Tuesday, September 2, 2008

WEDDING VIDEOGRAPHY – SELECT A PROFESSIONAL VIDEOGRAPHER

This article is to assist you in choosing a wedding videographer for your wedding.
First, a brief history of wedding videography. Filming of weddings has been carried out virtually since the invention of motion pictures. By the 1960’s, there was a range of cameras available mainly shooting 16 mm and 8 mm film. The 16 mm size film was a professional size, mainly used for documentaries but wealthy families sometimes used it for a professional recording of
a family wedding.
At that point in time there were probably no professional wedding film businesses but in the
late 1960’s Super 8 film was introduced, affording a higher quality image.
Several small businesses commenced, mainly as off-shoots from wedding still-photography.

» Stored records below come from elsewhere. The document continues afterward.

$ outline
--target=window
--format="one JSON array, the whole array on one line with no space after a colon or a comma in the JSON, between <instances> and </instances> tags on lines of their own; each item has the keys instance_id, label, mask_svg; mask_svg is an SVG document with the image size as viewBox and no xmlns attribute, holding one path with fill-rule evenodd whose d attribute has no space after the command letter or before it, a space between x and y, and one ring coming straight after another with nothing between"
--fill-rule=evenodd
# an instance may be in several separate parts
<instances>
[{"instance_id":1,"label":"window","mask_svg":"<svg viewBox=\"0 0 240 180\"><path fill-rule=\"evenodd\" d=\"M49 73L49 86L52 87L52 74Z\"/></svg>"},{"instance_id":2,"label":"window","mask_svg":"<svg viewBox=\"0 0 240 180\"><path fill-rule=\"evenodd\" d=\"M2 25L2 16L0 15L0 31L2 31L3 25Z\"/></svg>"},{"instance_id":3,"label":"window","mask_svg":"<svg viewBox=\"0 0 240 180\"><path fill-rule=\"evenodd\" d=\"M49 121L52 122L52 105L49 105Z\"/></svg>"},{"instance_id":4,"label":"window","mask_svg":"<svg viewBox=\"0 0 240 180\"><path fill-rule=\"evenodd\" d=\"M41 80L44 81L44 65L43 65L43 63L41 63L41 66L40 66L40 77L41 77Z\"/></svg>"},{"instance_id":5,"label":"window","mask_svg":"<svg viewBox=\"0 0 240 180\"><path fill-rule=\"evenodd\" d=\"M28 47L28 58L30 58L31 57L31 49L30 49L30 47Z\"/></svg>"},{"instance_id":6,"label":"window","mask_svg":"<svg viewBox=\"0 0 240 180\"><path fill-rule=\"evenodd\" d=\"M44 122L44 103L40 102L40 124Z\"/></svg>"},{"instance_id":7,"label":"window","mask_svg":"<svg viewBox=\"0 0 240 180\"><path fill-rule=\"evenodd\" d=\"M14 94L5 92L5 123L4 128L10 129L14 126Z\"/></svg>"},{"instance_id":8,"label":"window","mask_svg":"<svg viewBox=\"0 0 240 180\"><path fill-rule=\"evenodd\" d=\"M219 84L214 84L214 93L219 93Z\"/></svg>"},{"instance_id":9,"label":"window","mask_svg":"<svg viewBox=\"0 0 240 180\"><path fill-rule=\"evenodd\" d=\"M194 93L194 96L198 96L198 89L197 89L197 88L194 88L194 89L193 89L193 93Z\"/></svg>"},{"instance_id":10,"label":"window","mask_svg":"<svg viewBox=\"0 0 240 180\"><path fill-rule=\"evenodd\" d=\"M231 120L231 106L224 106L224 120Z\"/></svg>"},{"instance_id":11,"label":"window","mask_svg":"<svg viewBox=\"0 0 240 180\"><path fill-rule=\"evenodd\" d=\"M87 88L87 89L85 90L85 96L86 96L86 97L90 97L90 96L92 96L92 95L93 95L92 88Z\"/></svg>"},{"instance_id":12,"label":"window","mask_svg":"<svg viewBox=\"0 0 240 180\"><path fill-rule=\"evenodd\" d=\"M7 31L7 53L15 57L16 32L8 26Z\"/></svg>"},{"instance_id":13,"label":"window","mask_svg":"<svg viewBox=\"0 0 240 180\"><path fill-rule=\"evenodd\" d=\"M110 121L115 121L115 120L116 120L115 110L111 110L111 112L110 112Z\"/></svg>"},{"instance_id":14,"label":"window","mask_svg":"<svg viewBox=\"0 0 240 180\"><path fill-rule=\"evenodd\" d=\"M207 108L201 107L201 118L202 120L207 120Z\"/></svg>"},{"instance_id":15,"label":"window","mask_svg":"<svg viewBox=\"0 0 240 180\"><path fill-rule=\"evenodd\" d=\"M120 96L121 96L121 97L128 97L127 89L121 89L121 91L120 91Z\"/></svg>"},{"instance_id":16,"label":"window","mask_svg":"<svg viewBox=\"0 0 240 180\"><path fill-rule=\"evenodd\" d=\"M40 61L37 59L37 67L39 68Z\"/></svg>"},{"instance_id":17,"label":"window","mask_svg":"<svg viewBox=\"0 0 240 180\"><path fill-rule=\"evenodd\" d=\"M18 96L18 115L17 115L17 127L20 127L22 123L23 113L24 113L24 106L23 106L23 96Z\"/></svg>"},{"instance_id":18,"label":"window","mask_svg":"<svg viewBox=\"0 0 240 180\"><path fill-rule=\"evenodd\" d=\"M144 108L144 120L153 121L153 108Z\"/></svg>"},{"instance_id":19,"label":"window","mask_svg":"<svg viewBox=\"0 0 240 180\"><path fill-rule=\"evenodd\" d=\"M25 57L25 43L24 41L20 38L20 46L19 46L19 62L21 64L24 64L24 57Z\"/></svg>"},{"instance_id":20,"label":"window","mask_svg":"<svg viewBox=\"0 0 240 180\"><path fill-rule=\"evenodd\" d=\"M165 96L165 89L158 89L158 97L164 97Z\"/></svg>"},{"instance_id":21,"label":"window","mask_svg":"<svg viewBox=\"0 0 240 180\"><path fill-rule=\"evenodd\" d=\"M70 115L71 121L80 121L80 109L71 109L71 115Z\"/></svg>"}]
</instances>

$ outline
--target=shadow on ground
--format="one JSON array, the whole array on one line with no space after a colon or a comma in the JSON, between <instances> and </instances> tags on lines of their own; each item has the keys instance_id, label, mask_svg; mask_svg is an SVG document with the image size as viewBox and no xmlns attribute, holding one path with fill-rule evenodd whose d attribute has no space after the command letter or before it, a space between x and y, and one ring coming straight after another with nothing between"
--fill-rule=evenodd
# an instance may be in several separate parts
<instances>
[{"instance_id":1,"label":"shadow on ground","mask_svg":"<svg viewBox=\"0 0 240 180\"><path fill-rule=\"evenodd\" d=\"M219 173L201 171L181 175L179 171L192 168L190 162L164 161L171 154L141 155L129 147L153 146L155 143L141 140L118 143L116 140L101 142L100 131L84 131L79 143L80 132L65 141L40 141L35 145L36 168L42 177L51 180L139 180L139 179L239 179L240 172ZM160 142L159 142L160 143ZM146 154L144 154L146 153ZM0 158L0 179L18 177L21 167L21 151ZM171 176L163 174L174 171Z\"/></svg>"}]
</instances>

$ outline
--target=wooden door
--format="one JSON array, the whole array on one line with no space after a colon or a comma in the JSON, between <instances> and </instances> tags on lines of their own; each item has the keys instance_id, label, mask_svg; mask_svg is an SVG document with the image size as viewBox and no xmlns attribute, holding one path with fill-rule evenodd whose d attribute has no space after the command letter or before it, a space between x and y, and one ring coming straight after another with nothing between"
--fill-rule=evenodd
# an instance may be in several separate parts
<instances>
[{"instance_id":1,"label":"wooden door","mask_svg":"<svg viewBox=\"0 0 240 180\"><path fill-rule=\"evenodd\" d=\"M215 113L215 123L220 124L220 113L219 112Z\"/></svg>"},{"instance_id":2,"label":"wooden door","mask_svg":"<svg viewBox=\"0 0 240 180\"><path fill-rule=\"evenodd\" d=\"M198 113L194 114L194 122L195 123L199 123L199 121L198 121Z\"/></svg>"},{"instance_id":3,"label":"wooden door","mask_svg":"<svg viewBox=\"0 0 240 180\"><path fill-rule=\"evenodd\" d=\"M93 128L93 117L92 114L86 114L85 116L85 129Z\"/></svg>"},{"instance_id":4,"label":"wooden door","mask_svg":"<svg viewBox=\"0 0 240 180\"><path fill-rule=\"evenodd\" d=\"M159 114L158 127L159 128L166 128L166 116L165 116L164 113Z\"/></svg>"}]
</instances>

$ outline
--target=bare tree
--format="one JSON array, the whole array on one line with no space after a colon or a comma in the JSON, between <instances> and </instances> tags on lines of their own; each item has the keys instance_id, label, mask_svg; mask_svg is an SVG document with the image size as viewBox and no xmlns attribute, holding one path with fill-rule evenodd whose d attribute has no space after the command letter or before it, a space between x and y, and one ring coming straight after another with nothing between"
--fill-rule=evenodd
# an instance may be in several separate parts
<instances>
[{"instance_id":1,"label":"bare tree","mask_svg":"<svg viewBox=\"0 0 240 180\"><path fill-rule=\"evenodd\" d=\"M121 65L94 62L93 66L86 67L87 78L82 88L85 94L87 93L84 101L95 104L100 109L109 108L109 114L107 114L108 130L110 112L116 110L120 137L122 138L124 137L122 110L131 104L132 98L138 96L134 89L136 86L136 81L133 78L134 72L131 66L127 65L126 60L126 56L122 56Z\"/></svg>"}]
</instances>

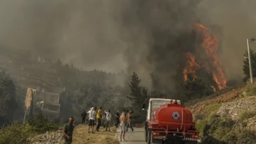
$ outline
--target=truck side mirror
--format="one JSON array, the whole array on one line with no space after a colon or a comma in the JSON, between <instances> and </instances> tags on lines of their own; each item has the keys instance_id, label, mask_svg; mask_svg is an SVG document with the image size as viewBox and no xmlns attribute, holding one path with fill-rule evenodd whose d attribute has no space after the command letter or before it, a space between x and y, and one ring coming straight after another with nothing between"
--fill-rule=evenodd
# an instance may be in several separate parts
<instances>
[{"instance_id":1,"label":"truck side mirror","mask_svg":"<svg viewBox=\"0 0 256 144\"><path fill-rule=\"evenodd\" d=\"M142 105L142 109L145 110L145 108L146 108L146 105L145 104L143 104Z\"/></svg>"}]
</instances>

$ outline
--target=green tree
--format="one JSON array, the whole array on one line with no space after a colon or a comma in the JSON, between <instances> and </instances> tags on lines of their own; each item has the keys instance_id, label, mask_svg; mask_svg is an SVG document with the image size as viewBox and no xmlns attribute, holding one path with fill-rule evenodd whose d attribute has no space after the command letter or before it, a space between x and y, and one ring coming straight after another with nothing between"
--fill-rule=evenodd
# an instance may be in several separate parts
<instances>
[{"instance_id":1,"label":"green tree","mask_svg":"<svg viewBox=\"0 0 256 144\"><path fill-rule=\"evenodd\" d=\"M140 86L140 80L138 75L133 72L129 83L131 92L127 98L133 102L134 107L140 107L140 105L147 97L147 90L146 88Z\"/></svg>"},{"instance_id":2,"label":"green tree","mask_svg":"<svg viewBox=\"0 0 256 144\"><path fill-rule=\"evenodd\" d=\"M154 90L151 92L150 98L162 98L164 94L158 90Z\"/></svg>"},{"instance_id":3,"label":"green tree","mask_svg":"<svg viewBox=\"0 0 256 144\"><path fill-rule=\"evenodd\" d=\"M252 77L256 77L256 52L253 50L250 49L250 55L251 58ZM243 56L246 57L243 60L243 74L245 75L243 78L243 81L247 81L250 78L250 69L249 69L249 61L248 59L248 51L245 51Z\"/></svg>"},{"instance_id":4,"label":"green tree","mask_svg":"<svg viewBox=\"0 0 256 144\"><path fill-rule=\"evenodd\" d=\"M130 110L133 111L133 123L135 124L141 124L145 120L146 113L142 111L141 107L142 104L148 98L147 89L140 86L140 79L133 72L129 83L130 93L127 98L132 102L132 107Z\"/></svg>"},{"instance_id":5,"label":"green tree","mask_svg":"<svg viewBox=\"0 0 256 144\"><path fill-rule=\"evenodd\" d=\"M6 121L12 121L18 107L16 89L13 80L4 72L0 73L0 126Z\"/></svg>"},{"instance_id":6,"label":"green tree","mask_svg":"<svg viewBox=\"0 0 256 144\"><path fill-rule=\"evenodd\" d=\"M202 98L214 92L211 85L204 79L198 77L195 80L188 79L184 85L184 94L187 100L192 99Z\"/></svg>"}]
</instances>

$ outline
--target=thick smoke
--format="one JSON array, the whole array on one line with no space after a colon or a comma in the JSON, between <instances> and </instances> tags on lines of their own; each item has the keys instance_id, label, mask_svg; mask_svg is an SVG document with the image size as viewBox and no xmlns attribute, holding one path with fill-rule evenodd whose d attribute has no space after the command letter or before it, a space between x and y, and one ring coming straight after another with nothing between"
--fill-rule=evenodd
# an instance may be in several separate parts
<instances>
[{"instance_id":1,"label":"thick smoke","mask_svg":"<svg viewBox=\"0 0 256 144\"><path fill-rule=\"evenodd\" d=\"M59 57L75 66L150 73L174 88L186 52L202 57L195 21L222 30L218 52L228 79L243 76L246 39L253 37L254 0L1 1L0 43ZM253 43L251 47L255 45ZM179 64L177 65L177 64Z\"/></svg>"}]
</instances>

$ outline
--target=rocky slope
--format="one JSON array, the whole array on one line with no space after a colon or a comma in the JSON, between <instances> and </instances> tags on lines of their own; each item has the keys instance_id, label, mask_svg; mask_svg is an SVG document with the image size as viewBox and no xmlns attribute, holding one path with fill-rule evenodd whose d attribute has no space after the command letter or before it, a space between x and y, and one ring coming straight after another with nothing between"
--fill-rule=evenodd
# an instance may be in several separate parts
<instances>
[{"instance_id":1,"label":"rocky slope","mask_svg":"<svg viewBox=\"0 0 256 144\"><path fill-rule=\"evenodd\" d=\"M202 143L255 143L255 95L256 83L186 107L193 114Z\"/></svg>"},{"instance_id":2,"label":"rocky slope","mask_svg":"<svg viewBox=\"0 0 256 144\"><path fill-rule=\"evenodd\" d=\"M28 143L33 144L52 144L52 143L61 143L62 140L62 130L59 129L57 131L49 133L46 132L45 134L38 135L34 138L30 138L28 139Z\"/></svg>"}]
</instances>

Right up until early1970’s these studios were the main choice for couples wanting
Professional film coverage of their wedding however few couples sought to have their wedding filmed. However around the middle of that decade, video tape, which had already been around since the 1950’s in the television industry started to make its appearance in other imaging fields. By the end of the 1980’s wedding couples were having their weddings filmed or ‘videographed’ by stand-alone wedding video companies.
As cameras and tape improved many different shooting formats became available, Betacam, VHS, Super-VHS, to name several. With a professional broadcast-quality video camera costing $45,000 only dedicated professionals shot weddings.
The wedding video market kept expanding right up to the late 1990’s. The price of cameras
and technology started coming down leading to more and more people to undertake wedding videography as a profession.
Nowadays with the price of cameras low and the image quality high thanks to digital tape
and hard-drive storage video cameras, plus the perception by many of imaging-media as a glamour profession, some people think it a great way to make easy money.
Therefore couples selecting a videographer should carefully consider whether they should choose from contracting a professional wedding videographer with a proven record of quality coverage of weddings, or have an inexperienced cheap non-professional. The non-pro could
turn up and capture hardly any footage, or overshoot, ending up with so much extraneous footage that the bride and groom will have to pay a professional editing studio to edit it down
to a viewable length.
Amateur videographers can make the bad decision of putting all settings on auto, the colour balance, the focus, the sound, the steady-cam, letting the video camera do everything, on
the assumption that it’ll all turn out right in end. The result is a shoot looking like it was
done by a mobile phone camera.
Be wise, to avoid a wedding disaster, choose a professional wedding videographer.